UMass Student Turns Microsoft Surface Into Multi-Unit Control Map [The Touch Surface Allowed the Doctoral Student To Control Multiple Units On A Map]
At first glance, what you’re looking at below looks like a video game on steroids, but what it actually is is a delicate combination of a Microsoft program coupled with robotics and a Ph.D. candidate’s inventiveness. It’s Microsoft Surface, and it’s controlling robots.
I know, that last sentence got some people off their chairs, but the story goes something like this: basically, Mark Micire, a Ph.D. candidate out of UMass Lowell, put together a system by which Microsoft Surface could control robots via remote. It takes existing systems, existing hardware, and creates what amounts to a Reese’s Peanut Butter Cup technology in which chocolate programming couples with peanut butter robots (as Dave Barry once said, I am a trained professional writer–do NOT try these metaphors at home) to create something new and exciting.

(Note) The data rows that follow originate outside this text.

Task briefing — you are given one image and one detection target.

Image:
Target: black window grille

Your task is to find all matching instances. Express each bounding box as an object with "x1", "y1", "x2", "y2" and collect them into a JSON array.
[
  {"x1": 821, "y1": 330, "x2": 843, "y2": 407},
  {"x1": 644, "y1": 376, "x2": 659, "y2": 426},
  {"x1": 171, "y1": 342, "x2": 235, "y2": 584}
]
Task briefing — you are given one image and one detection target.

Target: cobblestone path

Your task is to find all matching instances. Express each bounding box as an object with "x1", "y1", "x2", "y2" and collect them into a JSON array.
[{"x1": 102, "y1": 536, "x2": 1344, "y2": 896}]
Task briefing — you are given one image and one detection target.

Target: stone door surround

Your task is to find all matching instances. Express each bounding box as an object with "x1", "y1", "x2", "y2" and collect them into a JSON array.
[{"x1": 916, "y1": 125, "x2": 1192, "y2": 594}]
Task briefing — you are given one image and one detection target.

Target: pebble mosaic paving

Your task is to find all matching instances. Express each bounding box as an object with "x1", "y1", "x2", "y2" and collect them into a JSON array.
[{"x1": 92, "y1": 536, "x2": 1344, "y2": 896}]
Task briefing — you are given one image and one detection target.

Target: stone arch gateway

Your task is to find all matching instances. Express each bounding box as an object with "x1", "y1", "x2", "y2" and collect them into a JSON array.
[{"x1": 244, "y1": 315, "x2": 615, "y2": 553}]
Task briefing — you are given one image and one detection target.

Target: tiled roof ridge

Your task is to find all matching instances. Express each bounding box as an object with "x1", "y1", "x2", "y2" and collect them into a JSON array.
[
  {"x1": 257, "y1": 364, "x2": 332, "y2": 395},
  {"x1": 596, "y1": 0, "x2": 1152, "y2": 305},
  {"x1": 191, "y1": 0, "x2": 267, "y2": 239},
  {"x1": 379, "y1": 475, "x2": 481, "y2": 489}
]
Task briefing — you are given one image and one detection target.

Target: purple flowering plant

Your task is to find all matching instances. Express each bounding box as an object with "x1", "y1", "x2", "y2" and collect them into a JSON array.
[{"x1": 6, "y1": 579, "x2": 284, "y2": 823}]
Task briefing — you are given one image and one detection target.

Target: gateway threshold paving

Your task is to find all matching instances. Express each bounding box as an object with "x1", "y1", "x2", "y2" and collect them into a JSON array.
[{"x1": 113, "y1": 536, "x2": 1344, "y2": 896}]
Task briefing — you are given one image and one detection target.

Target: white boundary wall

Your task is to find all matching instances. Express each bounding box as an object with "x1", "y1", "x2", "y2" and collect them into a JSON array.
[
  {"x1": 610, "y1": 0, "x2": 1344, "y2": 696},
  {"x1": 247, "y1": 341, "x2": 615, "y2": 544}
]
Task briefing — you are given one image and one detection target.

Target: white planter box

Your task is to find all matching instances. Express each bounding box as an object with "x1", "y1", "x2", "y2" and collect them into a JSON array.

The second stage of this test even went so far as to control a robot around a maze, both on Microsoft Surface and in a corresponding maze in real-time.
The implication here are staggering–actual war fought like a round of Starcraft II, restaurants with robotic waitstaff that bring food and drink ordered from a tabletop, and so on. When will us regular folk see this in wide use? No clue as yet, but this is likely where such things will begin.